• Bug
  • Status: Closed
  • 0 Showstopper
  • Resolution: Fixed
  • Configuration
  • hhuynh
  • Reporter: teck
  • June 13, 2008
  • 0
  • Watchers: 0
  • September 11, 2008
  • August 15, 2008

Attachments

Description

The docs here: http://www.terracotta.org/confluence/display/docs1/Configuration+Guide+and+Reference#ConfigurationGuideandReference-%2Ftc%3Atcconfig%2Fapplication%2Fdso%2Finstrumentedclasses

Say this: The include and exclude stanzas are evaluated bottom up according to the order in the Terracotta configuration file. The first pattern that matches will determine whether the class will or will not be instrumented. If no patterns match, the class will not be instrumented”

In reality this is not true. Consider this config:

foo.Type* foo.Type2

With the above config, foo.Type2 should be included but it is not. Interestingly enough, the eclipse plugin processes things correctly and decorates Type2 as included.

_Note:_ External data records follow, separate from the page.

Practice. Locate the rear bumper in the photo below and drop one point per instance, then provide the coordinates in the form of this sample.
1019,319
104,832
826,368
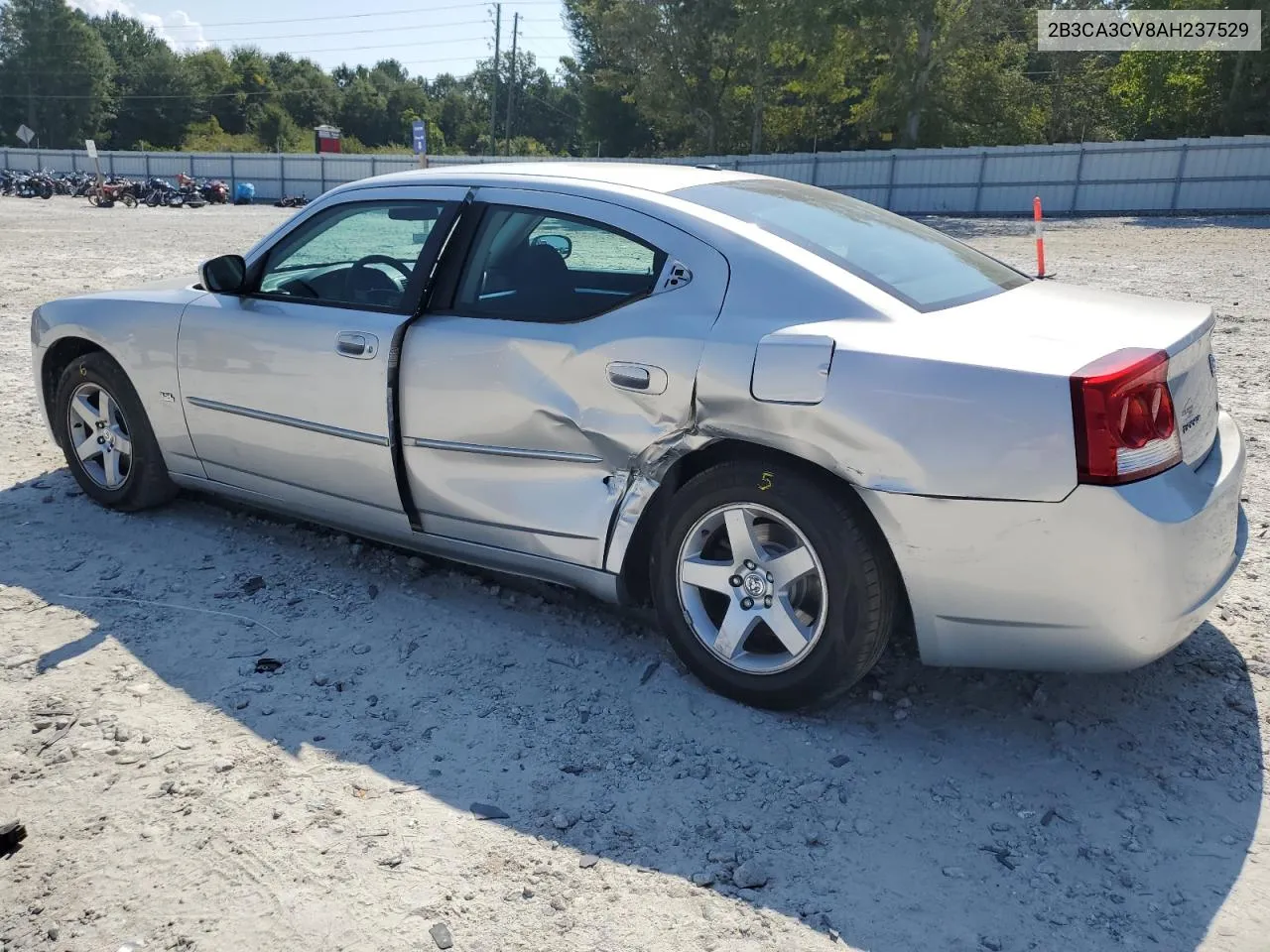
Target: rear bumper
1107,579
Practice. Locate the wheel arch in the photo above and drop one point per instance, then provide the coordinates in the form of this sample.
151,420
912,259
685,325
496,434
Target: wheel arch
634,576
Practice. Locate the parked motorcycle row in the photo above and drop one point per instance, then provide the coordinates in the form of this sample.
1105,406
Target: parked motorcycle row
187,191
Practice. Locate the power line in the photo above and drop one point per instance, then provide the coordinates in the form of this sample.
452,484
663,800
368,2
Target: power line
330,33
356,16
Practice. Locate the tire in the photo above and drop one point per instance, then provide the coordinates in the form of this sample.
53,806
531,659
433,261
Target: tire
141,479
844,602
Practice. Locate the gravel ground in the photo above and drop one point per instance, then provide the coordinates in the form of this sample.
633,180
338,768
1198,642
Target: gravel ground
177,796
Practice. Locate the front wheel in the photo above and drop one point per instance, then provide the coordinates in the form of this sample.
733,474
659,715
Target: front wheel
105,435
774,587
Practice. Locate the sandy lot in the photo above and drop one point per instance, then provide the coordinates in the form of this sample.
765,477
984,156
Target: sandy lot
181,800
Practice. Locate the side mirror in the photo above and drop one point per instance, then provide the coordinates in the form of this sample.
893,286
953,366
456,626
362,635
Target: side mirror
225,275
561,244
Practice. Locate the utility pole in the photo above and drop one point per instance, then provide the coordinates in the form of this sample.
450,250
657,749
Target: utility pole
493,94
511,81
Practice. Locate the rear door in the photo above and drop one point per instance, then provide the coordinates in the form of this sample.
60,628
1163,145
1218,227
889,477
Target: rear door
285,390
567,348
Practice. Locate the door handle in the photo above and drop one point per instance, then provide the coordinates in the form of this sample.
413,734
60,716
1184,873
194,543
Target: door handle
636,376
357,344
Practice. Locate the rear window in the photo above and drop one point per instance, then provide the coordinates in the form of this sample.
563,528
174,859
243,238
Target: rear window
919,266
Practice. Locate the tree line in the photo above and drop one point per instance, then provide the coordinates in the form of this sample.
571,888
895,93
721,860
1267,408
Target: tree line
648,77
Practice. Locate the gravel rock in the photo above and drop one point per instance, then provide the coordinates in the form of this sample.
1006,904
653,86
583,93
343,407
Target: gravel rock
751,875
488,811
564,819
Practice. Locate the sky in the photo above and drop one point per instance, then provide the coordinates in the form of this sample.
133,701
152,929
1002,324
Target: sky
429,37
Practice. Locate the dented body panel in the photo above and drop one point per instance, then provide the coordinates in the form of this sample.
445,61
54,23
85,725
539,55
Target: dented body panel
525,434
539,447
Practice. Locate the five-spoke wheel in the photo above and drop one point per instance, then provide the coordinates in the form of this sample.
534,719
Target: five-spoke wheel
772,583
752,588
105,435
99,435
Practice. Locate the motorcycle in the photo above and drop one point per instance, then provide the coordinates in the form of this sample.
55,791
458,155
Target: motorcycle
35,184
112,191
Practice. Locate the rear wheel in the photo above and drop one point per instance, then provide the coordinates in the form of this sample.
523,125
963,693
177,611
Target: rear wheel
774,588
105,435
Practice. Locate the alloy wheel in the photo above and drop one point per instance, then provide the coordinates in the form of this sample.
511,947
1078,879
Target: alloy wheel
752,588
99,435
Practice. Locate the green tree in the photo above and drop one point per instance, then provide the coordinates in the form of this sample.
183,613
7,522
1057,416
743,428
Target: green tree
153,93
55,72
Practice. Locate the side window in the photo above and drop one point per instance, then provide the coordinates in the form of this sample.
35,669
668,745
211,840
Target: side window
358,254
531,266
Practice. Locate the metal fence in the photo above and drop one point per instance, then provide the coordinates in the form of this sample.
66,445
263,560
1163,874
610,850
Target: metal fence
1187,176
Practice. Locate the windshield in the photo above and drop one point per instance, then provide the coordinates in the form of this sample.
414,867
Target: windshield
919,266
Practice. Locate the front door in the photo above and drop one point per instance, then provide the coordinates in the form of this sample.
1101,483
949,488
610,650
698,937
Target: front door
570,348
285,390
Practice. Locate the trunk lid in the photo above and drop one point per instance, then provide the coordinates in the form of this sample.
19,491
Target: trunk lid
1052,327
1193,385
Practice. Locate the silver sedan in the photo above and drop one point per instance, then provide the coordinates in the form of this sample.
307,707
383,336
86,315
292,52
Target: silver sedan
786,417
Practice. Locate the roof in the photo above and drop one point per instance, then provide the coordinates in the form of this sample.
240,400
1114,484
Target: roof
651,177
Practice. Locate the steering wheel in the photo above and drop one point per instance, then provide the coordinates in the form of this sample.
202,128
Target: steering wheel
382,259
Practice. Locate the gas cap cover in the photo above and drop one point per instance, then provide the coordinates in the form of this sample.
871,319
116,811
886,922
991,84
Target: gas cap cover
792,368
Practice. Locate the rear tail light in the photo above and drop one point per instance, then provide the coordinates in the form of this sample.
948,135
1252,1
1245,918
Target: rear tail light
1125,428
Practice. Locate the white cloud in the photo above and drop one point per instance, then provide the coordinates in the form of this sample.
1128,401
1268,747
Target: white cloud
176,28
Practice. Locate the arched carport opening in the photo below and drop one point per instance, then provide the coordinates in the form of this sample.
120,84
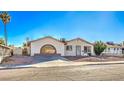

I think the product should be updated to match the documentation and the eclipse plugin. If we’re going to make the documentation fit the product then we’re going to have to update the eclipse plugin as well.

ADD A TEST FOR THIS! This needs to be a test that uses a real tc-config.xml file (as opposed to programtic config access like a system test)

The problematic code is in com.tc.object.config.ConfigLoader.loadInstrumentedClasses()

Comments

Tim Eck 2008-06-13

not the first time this has been broken (http://jira.terracotta.org/jira/browse/LKC-1582)

Walter Harley 2008-08-14

The code in ConfigLoader.loadInstrumentedClasses is indeed wrong; rather than breaking includes and excludes into separate arrays and processing them separately (thus losing any relative ordering information), it needs to use XmlObject.selectPath(“*”) to get all the includes and excludes in a single array.

That said, I’m not sure I understand the documentation, either. “Bottom up according to the order in the Terracotta configuration file” seems confusing: aren’t these exclusive?

Here’s the behavior I expect:

include A* exclude AB* include ABC* -> A and ABC should be included; AB should not.

include A* include ABC* exclude AB* -> A should be included; AB and ABC should not.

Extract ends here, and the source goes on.